Как мыслитель и как художник, он ткал ей разумное существование, и никогда ещё в жизни не бывал он поглощён так глубоко, ни в пору ученья, ни в те тяжёлые дни, когда боролся с жизнью, выпутывался из её изворотов и крепчал, закаливая себя в опытах мужественности, как теперь, нянчась с этой неумолкающей, вулканической работой духа своей подруги!
— Как я счастлив! — говорил Штольц про себя и мечтал по-своему, забегал вперёд, когда минуют медовые годы брака.
Вдали ему опять улыбался новый образ, не эгоистки Ольги, не страстно любящей жены, не матери-няньки, увядающей потом в бесцветной, никому не нужной жизни, а что-то другое, высокое, почти небывалое…

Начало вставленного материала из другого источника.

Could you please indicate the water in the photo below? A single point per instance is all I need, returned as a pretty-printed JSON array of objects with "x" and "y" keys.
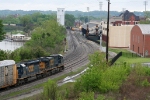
[{"x": 8, "y": 45}]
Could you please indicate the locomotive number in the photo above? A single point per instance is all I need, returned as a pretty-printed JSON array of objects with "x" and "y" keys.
[{"x": 31, "y": 68}]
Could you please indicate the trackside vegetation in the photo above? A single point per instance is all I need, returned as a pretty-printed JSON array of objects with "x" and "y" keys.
[{"x": 102, "y": 82}]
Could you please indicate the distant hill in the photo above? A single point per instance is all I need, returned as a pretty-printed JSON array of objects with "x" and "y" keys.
[{"x": 98, "y": 14}]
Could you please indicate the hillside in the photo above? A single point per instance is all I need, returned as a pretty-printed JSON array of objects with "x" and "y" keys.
[{"x": 76, "y": 13}]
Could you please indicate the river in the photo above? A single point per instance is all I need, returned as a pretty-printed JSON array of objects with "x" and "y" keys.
[{"x": 8, "y": 45}]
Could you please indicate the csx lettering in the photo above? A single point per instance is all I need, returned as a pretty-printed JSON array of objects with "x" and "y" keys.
[{"x": 31, "y": 68}]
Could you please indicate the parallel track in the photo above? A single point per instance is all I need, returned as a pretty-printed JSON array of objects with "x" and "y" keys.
[{"x": 76, "y": 56}]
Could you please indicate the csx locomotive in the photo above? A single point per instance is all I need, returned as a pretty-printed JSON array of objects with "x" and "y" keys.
[{"x": 15, "y": 74}]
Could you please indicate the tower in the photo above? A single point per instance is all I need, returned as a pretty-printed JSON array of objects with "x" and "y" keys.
[{"x": 61, "y": 16}]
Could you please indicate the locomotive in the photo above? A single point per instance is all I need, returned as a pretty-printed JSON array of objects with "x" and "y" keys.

Ему грезилась мать-создательница и участница нравственной и общественной жизни целого счастливого поколения.
Он с боязнью задумывался, достанет ли у ней воли и сил… и торопливо помогал ей покорять себе скорее жизнь, выработать запас мужества на битву с жизнью — теперь именно, пока они оба молоды и сильны, пока жизнь щадила их или удары её не казались тяжелы, пока горе тонуло в любви.
Мрачились их дни, но ненадолго. Неудачи в делах, утрата значительной суммы денег — всё это едва коснулось их. Это стоило им лишних хлопот, разъездов, потом скоро забылось.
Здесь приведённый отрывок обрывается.